I’m really appalled by a stupid article in today’s New York Post about Oscar voters being old and out of touch. It’s quite the contrary. The Post writer–surprise–had an agenda and went for it. But she obviously knows nothing about the Motion Picture Academy. This is not the Hollywood Foreign Press.
This past December I made two trips to Los Angeles. Each time I went to small receptions, cocktail parties, and screenings for various Oscar-buzzed movies. It is the time of the year when older Academy members whom you don’t ordinarily get to meet– they’re retired, or not going to nightclubs with Lindsay Lohan–get to come and learn what’s happening this year with the Oscars.

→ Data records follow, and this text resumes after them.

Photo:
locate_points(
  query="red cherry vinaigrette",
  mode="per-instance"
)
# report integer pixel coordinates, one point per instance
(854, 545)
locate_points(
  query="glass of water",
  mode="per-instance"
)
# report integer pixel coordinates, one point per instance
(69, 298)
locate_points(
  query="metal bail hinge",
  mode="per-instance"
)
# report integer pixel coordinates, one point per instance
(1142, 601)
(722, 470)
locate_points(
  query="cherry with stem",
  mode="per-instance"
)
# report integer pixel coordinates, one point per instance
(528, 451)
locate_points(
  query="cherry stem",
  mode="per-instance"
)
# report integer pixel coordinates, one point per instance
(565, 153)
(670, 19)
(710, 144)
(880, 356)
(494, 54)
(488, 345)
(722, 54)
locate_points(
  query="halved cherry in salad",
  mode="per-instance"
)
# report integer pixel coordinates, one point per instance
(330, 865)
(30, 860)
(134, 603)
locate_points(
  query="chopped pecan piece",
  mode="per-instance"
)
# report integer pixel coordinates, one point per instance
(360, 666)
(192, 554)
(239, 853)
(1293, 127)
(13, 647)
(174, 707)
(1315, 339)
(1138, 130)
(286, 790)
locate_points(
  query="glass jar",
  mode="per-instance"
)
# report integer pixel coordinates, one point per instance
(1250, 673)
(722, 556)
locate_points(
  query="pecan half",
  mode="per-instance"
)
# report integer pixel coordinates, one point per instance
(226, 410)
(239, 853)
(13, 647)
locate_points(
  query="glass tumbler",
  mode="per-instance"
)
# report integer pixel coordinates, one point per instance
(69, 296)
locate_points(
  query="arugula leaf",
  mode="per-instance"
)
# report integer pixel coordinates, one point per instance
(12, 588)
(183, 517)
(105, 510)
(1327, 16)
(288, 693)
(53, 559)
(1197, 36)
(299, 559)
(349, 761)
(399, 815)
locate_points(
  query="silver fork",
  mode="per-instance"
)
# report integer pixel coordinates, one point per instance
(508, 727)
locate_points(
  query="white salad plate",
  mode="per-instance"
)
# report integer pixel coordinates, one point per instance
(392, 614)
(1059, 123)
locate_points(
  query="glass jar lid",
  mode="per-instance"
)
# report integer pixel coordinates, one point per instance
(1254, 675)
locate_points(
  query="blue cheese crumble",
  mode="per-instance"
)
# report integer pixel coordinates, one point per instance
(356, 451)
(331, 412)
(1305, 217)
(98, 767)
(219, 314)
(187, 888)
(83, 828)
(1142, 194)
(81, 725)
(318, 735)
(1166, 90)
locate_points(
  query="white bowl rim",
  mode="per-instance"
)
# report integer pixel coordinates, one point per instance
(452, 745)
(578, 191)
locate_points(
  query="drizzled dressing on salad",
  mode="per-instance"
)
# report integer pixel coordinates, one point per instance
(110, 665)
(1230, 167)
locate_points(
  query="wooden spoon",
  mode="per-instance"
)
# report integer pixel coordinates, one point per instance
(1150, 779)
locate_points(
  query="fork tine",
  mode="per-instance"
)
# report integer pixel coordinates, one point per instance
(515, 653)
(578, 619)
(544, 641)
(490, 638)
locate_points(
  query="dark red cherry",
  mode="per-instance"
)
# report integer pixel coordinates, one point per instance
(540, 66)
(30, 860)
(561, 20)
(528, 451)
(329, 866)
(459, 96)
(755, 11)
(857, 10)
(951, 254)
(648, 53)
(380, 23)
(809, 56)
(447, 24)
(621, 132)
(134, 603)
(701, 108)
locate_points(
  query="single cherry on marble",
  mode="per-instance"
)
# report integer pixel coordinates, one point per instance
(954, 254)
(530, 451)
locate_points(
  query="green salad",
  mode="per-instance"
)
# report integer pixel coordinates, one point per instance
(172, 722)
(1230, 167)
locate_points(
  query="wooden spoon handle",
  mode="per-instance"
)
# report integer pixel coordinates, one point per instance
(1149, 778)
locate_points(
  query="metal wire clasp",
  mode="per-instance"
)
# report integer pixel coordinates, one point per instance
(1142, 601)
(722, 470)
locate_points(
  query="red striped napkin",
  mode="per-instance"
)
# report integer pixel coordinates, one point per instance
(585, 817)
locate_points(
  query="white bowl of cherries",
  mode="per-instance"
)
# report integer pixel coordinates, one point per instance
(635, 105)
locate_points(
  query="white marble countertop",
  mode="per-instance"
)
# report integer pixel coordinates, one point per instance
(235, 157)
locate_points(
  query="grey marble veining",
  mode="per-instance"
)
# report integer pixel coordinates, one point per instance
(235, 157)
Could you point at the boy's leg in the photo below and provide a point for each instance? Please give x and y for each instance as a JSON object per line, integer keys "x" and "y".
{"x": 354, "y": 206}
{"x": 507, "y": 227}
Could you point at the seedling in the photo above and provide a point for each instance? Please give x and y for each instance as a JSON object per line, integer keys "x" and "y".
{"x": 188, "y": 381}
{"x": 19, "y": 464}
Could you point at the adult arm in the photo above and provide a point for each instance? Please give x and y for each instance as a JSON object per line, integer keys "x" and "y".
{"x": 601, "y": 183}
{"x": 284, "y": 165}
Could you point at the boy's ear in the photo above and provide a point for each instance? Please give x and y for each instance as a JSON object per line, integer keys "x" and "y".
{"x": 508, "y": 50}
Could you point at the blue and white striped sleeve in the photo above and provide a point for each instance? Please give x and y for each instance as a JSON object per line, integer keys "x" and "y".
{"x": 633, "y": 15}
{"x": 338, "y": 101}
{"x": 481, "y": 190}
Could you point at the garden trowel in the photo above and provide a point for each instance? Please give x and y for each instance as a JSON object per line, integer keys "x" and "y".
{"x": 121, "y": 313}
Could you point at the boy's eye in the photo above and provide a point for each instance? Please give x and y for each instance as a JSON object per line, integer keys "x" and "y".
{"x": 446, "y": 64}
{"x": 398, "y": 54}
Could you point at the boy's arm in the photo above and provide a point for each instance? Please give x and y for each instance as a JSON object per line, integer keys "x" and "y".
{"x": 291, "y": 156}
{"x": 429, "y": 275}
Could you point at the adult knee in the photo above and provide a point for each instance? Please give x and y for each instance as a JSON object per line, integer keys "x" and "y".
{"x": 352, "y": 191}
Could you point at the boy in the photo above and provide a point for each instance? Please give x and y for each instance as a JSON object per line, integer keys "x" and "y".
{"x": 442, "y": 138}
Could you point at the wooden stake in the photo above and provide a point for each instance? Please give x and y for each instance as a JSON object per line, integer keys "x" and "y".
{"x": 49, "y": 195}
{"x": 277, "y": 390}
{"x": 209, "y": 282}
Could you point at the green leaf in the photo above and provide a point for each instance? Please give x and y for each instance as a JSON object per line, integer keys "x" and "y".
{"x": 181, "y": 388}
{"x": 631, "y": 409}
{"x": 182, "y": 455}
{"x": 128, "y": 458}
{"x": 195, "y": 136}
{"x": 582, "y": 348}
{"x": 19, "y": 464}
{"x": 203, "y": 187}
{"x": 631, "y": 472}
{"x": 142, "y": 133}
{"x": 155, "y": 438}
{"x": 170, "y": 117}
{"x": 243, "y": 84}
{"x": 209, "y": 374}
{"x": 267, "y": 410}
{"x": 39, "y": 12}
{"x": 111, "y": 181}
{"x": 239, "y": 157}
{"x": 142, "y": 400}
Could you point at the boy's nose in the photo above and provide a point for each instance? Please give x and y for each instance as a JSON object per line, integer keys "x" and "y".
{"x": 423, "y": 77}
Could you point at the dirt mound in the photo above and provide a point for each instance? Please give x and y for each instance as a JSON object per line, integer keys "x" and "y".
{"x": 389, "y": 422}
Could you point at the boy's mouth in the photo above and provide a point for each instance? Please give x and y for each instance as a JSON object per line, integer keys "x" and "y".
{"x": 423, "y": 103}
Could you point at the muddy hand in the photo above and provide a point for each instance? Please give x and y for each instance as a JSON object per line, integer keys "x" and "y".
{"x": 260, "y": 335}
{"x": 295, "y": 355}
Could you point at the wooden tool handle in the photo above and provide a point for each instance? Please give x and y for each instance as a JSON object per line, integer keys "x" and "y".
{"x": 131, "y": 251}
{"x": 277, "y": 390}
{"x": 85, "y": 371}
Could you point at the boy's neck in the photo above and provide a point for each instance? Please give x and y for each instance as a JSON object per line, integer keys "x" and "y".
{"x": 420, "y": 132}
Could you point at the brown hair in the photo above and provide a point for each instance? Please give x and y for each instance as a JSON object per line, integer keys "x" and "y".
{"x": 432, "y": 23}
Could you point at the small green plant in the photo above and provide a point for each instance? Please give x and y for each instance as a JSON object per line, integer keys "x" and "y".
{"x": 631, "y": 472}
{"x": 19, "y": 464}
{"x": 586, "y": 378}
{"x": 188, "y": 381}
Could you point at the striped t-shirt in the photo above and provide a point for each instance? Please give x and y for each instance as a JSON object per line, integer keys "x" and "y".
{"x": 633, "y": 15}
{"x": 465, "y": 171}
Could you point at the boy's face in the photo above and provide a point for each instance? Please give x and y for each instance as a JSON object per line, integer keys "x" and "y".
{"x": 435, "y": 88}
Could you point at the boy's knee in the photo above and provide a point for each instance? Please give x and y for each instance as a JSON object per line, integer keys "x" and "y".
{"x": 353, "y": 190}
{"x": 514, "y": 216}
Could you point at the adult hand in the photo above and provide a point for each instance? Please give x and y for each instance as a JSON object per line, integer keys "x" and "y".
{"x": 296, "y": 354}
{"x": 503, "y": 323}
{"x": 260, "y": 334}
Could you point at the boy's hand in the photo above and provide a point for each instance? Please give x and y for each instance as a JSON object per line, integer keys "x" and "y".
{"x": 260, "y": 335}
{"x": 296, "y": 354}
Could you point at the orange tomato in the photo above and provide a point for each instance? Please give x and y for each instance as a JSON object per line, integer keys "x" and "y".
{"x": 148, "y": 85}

These people invariably surprise me. They are sharp, bright, with it. They know all the movies, who’s in what, what every actor and director has done in the past. They can be charming, irascible, curmudgeonly, and supportive. You sit down at a table of white or gray haired folks and they start telling you what they did: danced in MGM musicals, always played the neighbor in Doris Day films, etc. They’ve seen everything, and they have a high standard. The highest.
So I wasn’t surprised a few weeks later, for example, when “Life of Pi” was nominated and so was Ang Lee. The people I’d interviewed in December had loved it. Adored it. What else had they liked? Jennifer Lawrence and”Silver Linings.” They were not so keen on “Les Miserables.” Ditto “Lincoln,” which I thought they’d go for in a big way. They liked the second half of it. Everyone said “Argo” then, and we weren’t listening.
Walter Bernstein was interviewed for the Post piece. I don’t think the writer knew who he was, only that he was the oldest member of the New York branch at 93. Walter, whom I admire greatly, was blacklisted in the 1950s– still a very sore subject. He was accused of being a Communist and had to use other people’s names to get his scripts produced. He was not a Communist. (And who cares if he was?) Aside from Walters’s thoughts on “Silver Linings,” I agree with him. But Walter’s perspective is definitely colored by what was done to him. The Blacklist remains Hollywood’s lowest moment in history.
As for “buying” Oscars: I think I received a candy bar or something for “Silver Linings.” Contrast that with the massive amount of merchandise accompanying “Lincoln”– books galore, a cookbook, and the CD came in an expensive white box with photo inlays. “Les Miz” also had a book that cost a fortune. There’s a rumor the soundtrack came on an iPod nano. (I wish they’d sent me that!) Luckily, no one sent grenades for “Zero Dark Thirty.”
But back to the age thing: don’t for a minute think the age of Oscar voters means they don’t know what’s going on. This “old” group just devoured the hippest movie of the year, “Beasts of the Southern Wild.” Everyone who saw it, dug it. I couldn’t believe it when they told me. So there.